A shocking, albeit unverified, story has been making the rounds on
Chinese social media, highlighting concerns over the traditional practice of
paying a bride price.
It was a tale that resonated with many Chinese people. A local station
ran a story about a man who wanted to marry his pregnant girlfriend. But when
he wasn't able to afford a payment of more than £20,000 (about $30,000), the
woman's father put an end to any talk of a prospective wedding - and forced his
daughter to get an abortion.
The bride price is similar to a dowry, but paid from prospective groom to
the family of the bride, rather than from the bride to the groom's side of the
family. Manya Koetse , China expert and editor of What's on Weibo, says it's a
centuries-old tradition in the country that lived on through the communist era.
And Koetse, who initially spotted the
story of the man and his girlfriend making the rounds on Chinese social
networks, says the sums involved today are rising in step with China 's growing
economy.
"It was there in the 1950s, 60s, 70s... In that time the bride price
could be a thermos flask, or bedding," she says. "Later on it became
furniture, then a radio or a watch. When we come to the 1980s it could have
been a television or a refrigerator. And since China 's economy has been opening
up, that's when the bride price started changing into hard cash."
Economic prosperity is one reason for the rising bride price, but another
key factor is the shortage of women caused by China 's one-child policy.
A traditional preference for males who provide labour and traditionally
look after their parents in old age led to a huge increase in sex-selective
abortion and even neglect and infanticide of female babies.
Currently, according
to Harvard researchers, there are 118 men for every 100 women in China , and an
"extra" 40 million males in the country.
Consequently, in some areas the
bride price has skyrocketed, and the people who are most hurt by this are
men in rural areas.
"They're called 'bare branches'," says Koetse, "guys who
are very poor, aren't educated, they don't have a wife or children, so they're
like a tree without leaves. There are villages across China which are
full of men like this."
"They have double trouble actually," she says. "Women
leave these villages to move to bigger cities to find a man who can offer them
more than the guys in the village. And the few women who remain might have 20
men each who want to marry them, so they can ask for a high bride price."
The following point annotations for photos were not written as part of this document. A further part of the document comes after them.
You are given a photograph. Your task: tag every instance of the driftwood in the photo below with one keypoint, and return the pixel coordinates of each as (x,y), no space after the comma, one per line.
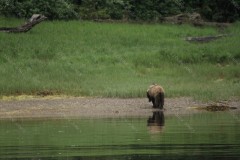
(34,20)
(205,38)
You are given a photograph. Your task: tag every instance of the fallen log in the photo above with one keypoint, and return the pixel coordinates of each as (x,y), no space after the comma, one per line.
(34,20)
(205,38)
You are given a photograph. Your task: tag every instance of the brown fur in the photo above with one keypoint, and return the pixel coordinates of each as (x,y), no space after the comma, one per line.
(155,93)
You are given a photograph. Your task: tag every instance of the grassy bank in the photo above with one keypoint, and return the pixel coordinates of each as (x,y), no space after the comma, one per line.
(118,60)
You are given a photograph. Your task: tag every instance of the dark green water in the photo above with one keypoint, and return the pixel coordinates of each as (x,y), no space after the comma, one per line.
(200,136)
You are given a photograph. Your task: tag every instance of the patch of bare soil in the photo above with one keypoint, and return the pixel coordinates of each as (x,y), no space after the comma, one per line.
(77,107)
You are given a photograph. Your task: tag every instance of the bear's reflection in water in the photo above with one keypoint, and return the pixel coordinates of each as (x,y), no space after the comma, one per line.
(156,122)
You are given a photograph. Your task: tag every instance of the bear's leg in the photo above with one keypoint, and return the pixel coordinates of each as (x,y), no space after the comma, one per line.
(161,100)
(154,102)
(149,97)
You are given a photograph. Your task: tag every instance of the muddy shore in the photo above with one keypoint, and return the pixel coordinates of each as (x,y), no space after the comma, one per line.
(78,107)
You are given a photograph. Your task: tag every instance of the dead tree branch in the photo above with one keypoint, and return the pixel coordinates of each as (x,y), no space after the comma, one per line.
(34,20)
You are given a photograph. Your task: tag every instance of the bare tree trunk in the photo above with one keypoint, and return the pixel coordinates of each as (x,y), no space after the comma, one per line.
(205,38)
(34,20)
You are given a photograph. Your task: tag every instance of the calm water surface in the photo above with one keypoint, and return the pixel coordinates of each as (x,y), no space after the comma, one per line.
(200,136)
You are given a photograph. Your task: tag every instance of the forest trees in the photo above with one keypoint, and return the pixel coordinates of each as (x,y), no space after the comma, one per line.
(137,10)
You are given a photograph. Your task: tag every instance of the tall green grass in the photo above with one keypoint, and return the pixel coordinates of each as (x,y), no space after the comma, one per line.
(84,58)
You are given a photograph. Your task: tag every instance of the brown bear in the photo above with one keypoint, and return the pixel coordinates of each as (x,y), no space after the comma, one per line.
(155,93)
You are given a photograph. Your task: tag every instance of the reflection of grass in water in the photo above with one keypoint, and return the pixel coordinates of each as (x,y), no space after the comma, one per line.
(124,136)
(118,60)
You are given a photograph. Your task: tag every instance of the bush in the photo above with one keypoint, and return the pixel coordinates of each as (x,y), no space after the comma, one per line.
(25,8)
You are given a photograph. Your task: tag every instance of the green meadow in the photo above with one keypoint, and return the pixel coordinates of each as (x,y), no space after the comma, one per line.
(83,58)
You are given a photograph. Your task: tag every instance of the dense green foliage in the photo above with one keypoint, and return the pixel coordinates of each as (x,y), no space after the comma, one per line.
(147,10)
(118,60)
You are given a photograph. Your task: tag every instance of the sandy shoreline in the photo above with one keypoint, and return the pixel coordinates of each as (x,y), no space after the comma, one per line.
(77,107)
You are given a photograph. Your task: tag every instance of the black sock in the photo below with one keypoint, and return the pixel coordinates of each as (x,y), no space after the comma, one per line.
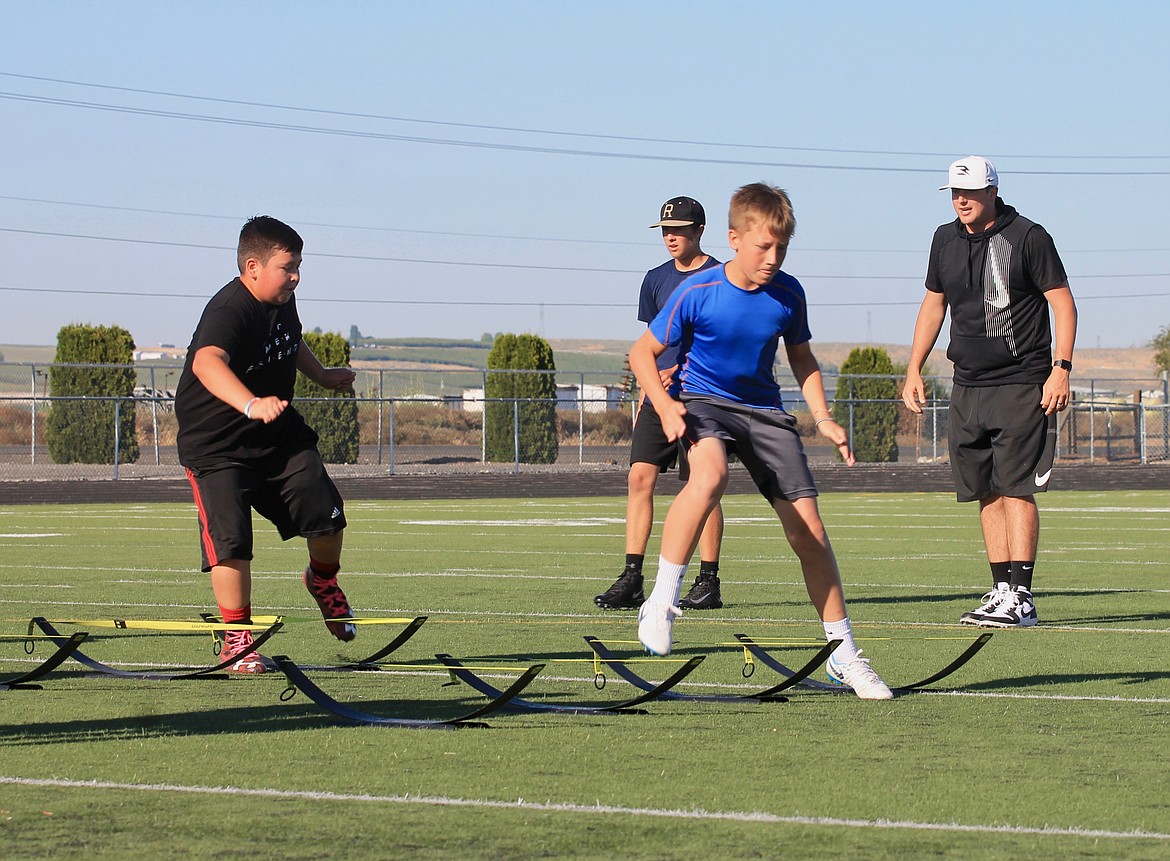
(1000,572)
(1021,574)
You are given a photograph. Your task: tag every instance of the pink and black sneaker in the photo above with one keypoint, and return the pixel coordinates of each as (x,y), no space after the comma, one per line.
(334,605)
(239,643)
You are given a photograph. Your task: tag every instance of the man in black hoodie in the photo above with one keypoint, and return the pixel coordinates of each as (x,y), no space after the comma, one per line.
(999,275)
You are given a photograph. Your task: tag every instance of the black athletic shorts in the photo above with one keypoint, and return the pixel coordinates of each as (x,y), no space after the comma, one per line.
(765,441)
(649,443)
(290,489)
(1000,441)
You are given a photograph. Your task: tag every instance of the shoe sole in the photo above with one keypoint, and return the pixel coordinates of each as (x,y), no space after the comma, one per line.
(1020,624)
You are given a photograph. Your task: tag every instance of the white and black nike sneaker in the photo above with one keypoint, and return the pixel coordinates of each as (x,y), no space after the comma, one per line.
(1017,612)
(991,601)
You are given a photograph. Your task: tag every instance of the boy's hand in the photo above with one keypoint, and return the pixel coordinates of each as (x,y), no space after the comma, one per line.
(674,426)
(667,376)
(835,434)
(337,378)
(266,410)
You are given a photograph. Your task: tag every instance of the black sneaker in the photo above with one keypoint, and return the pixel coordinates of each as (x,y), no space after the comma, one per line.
(704,594)
(625,593)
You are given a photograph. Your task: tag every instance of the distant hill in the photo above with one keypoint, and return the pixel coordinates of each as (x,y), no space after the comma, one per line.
(601,355)
(1103,362)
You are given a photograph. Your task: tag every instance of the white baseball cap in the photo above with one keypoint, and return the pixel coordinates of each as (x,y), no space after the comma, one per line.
(972,173)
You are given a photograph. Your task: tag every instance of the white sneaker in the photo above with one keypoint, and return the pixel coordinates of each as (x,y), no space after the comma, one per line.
(1018,611)
(655,622)
(859,675)
(991,603)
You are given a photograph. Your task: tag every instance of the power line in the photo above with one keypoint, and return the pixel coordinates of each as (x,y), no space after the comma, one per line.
(462,234)
(594,136)
(481,264)
(494,303)
(524,147)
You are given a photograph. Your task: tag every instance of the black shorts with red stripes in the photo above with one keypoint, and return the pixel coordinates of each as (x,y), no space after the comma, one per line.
(290,489)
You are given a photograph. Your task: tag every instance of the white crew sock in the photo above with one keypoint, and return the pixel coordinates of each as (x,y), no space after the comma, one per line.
(668,583)
(844,632)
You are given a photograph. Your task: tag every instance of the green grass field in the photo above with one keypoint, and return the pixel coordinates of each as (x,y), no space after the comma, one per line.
(1051,743)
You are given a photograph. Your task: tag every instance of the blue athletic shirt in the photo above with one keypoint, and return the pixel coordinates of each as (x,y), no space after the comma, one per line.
(735,335)
(658,287)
The Harvard researchers say the gender imbalance could lead to higher
crime and social unrest among a "restless class of single men".
As for the reaction to the story about the man whose girlfriend was
forced to get an abortion, Koetse says the online reactions in China to the
local news were somewhat surprising, at least to Westerners. Many people
defending the father's actions and criticising the couple for getting involved
with each other without thinking of the implications. Others took a different
view and criticised the bride price tradition.